I learned with the poor that I am always in God and that no moment of life is without Him—because He is love and happiness but also pain and death. All of our precarious living is within the reach of a Merciful God. Father Vincenzo Bordo talks about his experience.
A few days ago, somebody asked me an unexpected question that caught me by surprise: “You are great; you have been doing many things for the poor, but what have you learned from them? What have they taught you?” “True”, I asked myself, “what did I learn in my life-pilgrimage with the street people and those who suffer?”
In 1992, when I finished the Korean language course, I asked in a Church assembly: “Where are the poor in this country?” The answer was: “In the city of Seong-Nam in the province of Gion-Gi-Do.” I packed up and went there. Since then, I have chosen those suburbs as my living environment, and those brothers and sisters as my fellow travel companions. My adventure with them started in that way.
At the beginning, endowed with my strong and bold youth, I tried to teach and offer everything I had learned during the long years spent studying the university books. After a while, I realised that all their problems were still there, unresolved as before, and we were still at the beginning of our journey. As I walked with them, I began to learn to keep my mouth shut and my ears open. From being able to listen, beautiful experiences were born, and it was possible to bring relief to many people. Together, we built significant human realities—but their pain was still there, unanswered, making embarrassing questions.
Without giving up and always at the poor’s side, I started to realise that my scholarly knowledge was exhausted. My strength and youthful enthusiasm were drained, but their provocative demands on their unjust existence, the afflictions and anxieties were still there without answers and challenged me strongly. At first, I tried to console them by saying: “God, the Emmanuel, is with us, He is next to us in our sufferings,” but the abandoned, the last, those who every day were tested by the pains and the anguish of life complained: “No, this is not right, this is insufficient. God can’t be just that.” One day, pressed by those unresolved questions, in a moment of mortal pain, I entered myself in the depths of a tremendous suffering and there I met a new face of God: not simply “a God who is in the suffering”, but “a God who is suffering”. At that point, everything gained a different meaning and was seen under a new light.

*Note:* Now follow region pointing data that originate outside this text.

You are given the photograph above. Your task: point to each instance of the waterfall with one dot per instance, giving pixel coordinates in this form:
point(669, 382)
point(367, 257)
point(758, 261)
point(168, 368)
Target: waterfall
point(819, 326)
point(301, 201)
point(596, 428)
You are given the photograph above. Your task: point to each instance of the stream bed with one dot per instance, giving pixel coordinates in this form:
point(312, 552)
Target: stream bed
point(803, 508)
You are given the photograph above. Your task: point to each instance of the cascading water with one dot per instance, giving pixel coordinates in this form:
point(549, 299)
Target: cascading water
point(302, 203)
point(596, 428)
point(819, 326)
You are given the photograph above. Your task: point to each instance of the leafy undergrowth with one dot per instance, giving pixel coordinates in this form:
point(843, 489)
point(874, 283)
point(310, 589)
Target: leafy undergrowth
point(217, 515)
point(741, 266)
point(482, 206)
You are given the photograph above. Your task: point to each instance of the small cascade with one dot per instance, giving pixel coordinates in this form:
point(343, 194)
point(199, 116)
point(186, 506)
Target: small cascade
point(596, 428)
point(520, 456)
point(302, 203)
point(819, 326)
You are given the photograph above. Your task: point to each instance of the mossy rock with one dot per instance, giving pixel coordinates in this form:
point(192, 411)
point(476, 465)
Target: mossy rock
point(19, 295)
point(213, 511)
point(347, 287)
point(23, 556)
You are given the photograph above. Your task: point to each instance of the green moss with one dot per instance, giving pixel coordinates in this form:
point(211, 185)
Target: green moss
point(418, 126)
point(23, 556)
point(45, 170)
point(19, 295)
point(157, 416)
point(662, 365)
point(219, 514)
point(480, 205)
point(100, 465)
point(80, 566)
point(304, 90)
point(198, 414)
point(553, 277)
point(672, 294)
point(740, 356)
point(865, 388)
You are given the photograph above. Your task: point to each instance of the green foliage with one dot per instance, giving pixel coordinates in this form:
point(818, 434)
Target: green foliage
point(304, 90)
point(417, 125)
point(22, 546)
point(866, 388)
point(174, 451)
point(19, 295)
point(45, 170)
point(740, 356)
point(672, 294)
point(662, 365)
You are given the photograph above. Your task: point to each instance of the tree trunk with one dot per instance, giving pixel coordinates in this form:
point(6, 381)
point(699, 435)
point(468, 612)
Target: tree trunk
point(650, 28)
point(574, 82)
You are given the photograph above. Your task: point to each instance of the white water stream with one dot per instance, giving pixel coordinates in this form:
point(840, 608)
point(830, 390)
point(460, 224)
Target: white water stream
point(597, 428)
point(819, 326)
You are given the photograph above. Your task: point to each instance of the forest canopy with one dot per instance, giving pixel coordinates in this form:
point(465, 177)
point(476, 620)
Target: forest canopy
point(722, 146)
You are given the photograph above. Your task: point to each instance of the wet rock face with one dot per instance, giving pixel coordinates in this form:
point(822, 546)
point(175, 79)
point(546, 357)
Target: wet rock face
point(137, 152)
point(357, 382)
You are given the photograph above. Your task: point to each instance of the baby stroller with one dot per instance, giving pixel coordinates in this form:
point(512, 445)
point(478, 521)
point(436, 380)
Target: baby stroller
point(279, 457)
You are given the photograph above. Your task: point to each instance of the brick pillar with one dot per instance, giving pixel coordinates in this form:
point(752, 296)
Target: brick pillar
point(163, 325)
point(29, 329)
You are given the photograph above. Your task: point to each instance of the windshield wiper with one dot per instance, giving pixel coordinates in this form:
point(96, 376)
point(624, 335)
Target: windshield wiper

The moments of acute suffering and excruciating torment were not more “black holes” of the absence of God—of anxiety, of whys without answers but were existential fractions in which mystically I was deeply emerged in a “God-suffering”—as the net thrown in the depths of the abyss of darkness and cold, is the Kingdom of God; as the treasure hidden in the belly of the dark and suffocating earth, is the Kingdom of God; as the cry of abandonment on the cross, is the cry of God. So, I felt that God is also pain. In those moments, I became more aware that at the time of joyful living, of happy love, of serene and healthy living, I was in the mystery of a God-Love: the Risen Lord. Instead, in the moments of grim oppression, arcana affliction, I was plunged into the eerie mystery of God who is suffering the Crucified.
So, the poor, my journey’s buddies, taking me by the hand, led me to plunge into the most intimate of the human mysteries: the suffering and death. There, mystically, I experienced joy and sorrow, life and death—the Paschal Triduum: the Friday of death, the Saturday of silence and the Sunday of Resurrection. I learned with the poor that I am always in God and that no moment of life is without Him—because He is love and happiness but also pain and death. All of our precarious living is within the reach of a Merciful God.